Australian laws on storing phone, Internet records to change

(AP)—A parliamentary committee on Friday recommended a major rewrite of draft laws that would force Australian telcos and Internet providers to store customers' personal data for the convenience of law enforcement agencies. A key recommendation is that the law specifies exactly what personal data is to be retained.

The bill to retain so-called metadata for a minimum two years has been drafted as a counterterrorism measure to help law enforcement agencies prosecute extremists who plot terror attacks online and through telephone communications.

But the bill does not specify what metadata is and experts differ on definition. The government wants to be free to set the definition without consulting Parliament after the bill becomes law.

In its review of the draft bill, Parliament's Intelligence and Security Committee recommended that the definition be set in the legislation rather than decided by government through regulations.

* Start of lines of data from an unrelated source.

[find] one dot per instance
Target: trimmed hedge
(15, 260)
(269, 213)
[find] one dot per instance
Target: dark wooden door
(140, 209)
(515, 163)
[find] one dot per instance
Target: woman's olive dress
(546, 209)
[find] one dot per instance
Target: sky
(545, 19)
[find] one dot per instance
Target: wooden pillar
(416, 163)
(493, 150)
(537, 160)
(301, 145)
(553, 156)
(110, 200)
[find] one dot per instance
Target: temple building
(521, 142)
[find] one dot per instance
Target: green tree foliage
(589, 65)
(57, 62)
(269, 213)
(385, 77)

In describing metadata, the government uses the analogy of traditional mail. The metadata is the information written on the envelope, not what's written on the letter inside.

With telephones, metadata includes the number called, the duration, time and date of the call, plus the location of the cellphone. It does not include the contents of the conversation.

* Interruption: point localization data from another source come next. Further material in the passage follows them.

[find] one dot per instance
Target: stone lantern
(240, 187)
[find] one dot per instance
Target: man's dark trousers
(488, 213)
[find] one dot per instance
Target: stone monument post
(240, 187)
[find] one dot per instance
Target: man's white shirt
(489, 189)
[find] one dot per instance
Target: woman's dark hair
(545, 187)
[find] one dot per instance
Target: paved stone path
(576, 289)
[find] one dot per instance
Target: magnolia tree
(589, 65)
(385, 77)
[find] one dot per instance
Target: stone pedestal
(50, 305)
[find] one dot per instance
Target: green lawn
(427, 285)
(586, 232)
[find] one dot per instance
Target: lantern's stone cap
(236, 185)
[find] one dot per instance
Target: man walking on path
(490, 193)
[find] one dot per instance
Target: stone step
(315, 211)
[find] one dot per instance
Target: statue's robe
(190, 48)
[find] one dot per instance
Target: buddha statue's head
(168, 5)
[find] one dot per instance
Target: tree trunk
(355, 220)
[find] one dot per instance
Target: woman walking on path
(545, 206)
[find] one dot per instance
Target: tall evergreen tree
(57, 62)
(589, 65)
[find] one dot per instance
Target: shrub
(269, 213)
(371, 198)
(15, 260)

But the Internet is a grayer area.

George Williams, a University of New South Wales law professor, said the recommendations addressed his two major concerns with the legislation: that it failed to specify what metadata was and failed to say who could access it.

Attorney-General George Brandis said the government would make a public response next week. It could ignore the recommendations, but to do so would likely doom the legislation to rejection in the Senate, where the ruling conservative coalition does not hold a majority.

Several countries have laws on metadata retention. U.S. laws allow government access to metadata with or without a warrant.

Australian police say they already access metadata, but are concerned that many companies don't store it for as long as they used to. Several companies have warned that the new retention obligations would cost them and their customers millions of dollars.

Because Australians are among the worst in the world for illegally downloading movies and video games, many fear that prosecutions won't stop at terrorists.